Warm regards — Akash
- The problem however — is that if the 2nd P wave (first YELLOW arrow in Figure-11) was non-conducted because of 2:1 AV block and if beat #2 was a junctional escape beat — this would mean that you are proposing an accelerated junctional escape rate (because the R-R interval before beat #2 that you are proposing is junctional = 3.7 large boxes — which corresponds to an accelerated junctional escape rate of ~81/minute).

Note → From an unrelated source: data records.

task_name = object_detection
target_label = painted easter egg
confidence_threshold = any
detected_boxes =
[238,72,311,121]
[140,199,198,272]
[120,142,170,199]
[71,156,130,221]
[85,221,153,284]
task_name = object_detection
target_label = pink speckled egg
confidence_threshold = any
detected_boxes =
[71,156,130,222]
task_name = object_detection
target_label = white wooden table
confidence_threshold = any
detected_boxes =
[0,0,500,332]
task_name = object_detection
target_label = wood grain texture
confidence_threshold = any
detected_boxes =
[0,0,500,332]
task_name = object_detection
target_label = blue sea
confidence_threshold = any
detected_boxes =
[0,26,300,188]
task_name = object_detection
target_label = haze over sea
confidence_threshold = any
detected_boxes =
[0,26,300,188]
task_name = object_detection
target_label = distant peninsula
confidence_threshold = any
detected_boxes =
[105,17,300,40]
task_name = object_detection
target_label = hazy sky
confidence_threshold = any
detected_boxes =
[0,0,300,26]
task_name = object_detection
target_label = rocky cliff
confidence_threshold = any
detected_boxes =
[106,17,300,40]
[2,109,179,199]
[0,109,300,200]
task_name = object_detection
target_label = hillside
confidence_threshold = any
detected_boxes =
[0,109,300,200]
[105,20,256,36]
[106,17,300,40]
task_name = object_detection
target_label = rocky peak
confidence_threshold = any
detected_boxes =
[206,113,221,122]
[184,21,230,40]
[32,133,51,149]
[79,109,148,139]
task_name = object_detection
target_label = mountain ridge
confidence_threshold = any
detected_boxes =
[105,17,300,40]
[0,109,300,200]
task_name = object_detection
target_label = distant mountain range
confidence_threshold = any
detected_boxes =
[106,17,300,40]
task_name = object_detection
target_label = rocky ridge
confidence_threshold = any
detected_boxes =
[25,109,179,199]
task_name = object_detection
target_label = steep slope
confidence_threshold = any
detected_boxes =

- And — this would mean that unless inhibited by a sinus-conducted beat — the next junctional escape beat would occur 3.7 large boxes later = where I placed the BLUE circle. But since the next sinus P wave is set to occur where the 3rd RED arrow occurs — we can see that this next junctional beat would prevent the 3rd sinus P wave from conducting .... (You'd have to propose "takeover" of the rhythm by an accelerated junctional rhythm — which I would not expect given the constant and reasonable PR interval before beats #1,3,5,7,9,11).
- P.S.: Accelerated junctional rhythms and junctional tachycardia can occur — but they are relatively uncommon in adults unless there is some underlying cause (ie, ischemia, shock, electrolyte disorders, post-cardiac surgery, etc.).